Scientists have been exploring planets, stars, and other celestial bodies for as far back as anyone can remember. They frequently use ground-based equipment including optical telescopes and space-based equipment, like the Hubble Space Telescope, to make new discoveries. As technology continues to advance at a rapid rate, scientists are now able to study distant galaxies and phenomena such as black holes and neutron stars. More importantly, they’re able to determine if there are other Earth-like planets out there. In fact, an international team of scientists, led by the University of Montreal recently announced the discovery of an ocean planet with the possibility of life.

TOI-1452 b is a planet that is slightly larger than our own and orbits a red-dwarf star approximately 100 light-years away. According to IOP Science via The Astronomical Journal, the planet is potentially rocky and receives twice as much radiation as Earth. Due to the fact TOI-1452 b receives moderate irradiation, it makes it a great candidate for an ocean planet.

During their study of TOI-1452 b, scientists revealed the potential ocean planet orbits one of two small stars in a binary system in the constellation of Draco. The planet appears to be within the habitable zone of its star, meaning it’s neither too hot or cold for liquid water to exist. In fact, one simulation of TOI-1452 b, developed by computer modeling specialists on the team of scientists, showed that water could potentially make up as much as 30% of the planet’s mass. In comparison, Earth’s oceans make up less than 1% even though the surface is 70% water.

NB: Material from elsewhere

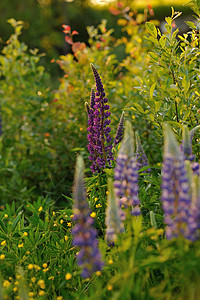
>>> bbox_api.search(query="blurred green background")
[0,0,191,76]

The Astronomical Journal reports TOI-1452 b completes an orbit of its star every 11 days, which is considered a year on the planet. It receives approximately the same amount of light from its star as Venus does from our own sun. The star the ocean planet orbits is smaller and cooler than our sun and is estimated to be in a 1,400-year orbit.

The discovery of TOI-1452 b was made with NASA’s James Webb Space Telescope, which is the largest and most complex space telescope ever built. It is able to gather light that has been traveling for 13.5 billion years. The Webb Telescope is able to see directly through massive clouds of dust that block the view of most other telescopes due to its gathering of infrared light. It’s 100 times more powerful than the Hubble Space Telescope, and it’s powerful enough to search for water vapor in the atmosphere of planets orbiting other stars. In other words, the advanced telescope can locate an ocean planet located hundreds of light-years away.

The discovery of TOI-1452 b is an extraordinary achievement by scientists. “TOI-1452 b is one of the best candidates for an ocean planet that we have found to date,” said Charles Cadieux, a Ph.D. student at the University of Montreal.

Scientists have long hoped to discover an ocean planet with Earth-like qualities, and although they’ve identified some planets potentially containing water, confirmation is difficult considering the distance. Oddly enough, although TOI-1452 b is located a distance of approximately 100 light-years away, that’s rather close in astronomical terms. Hopefully as technology continues to advance, scientists are able to make more frequent discoveries, including long-awaited proof that there is life outside of Earth.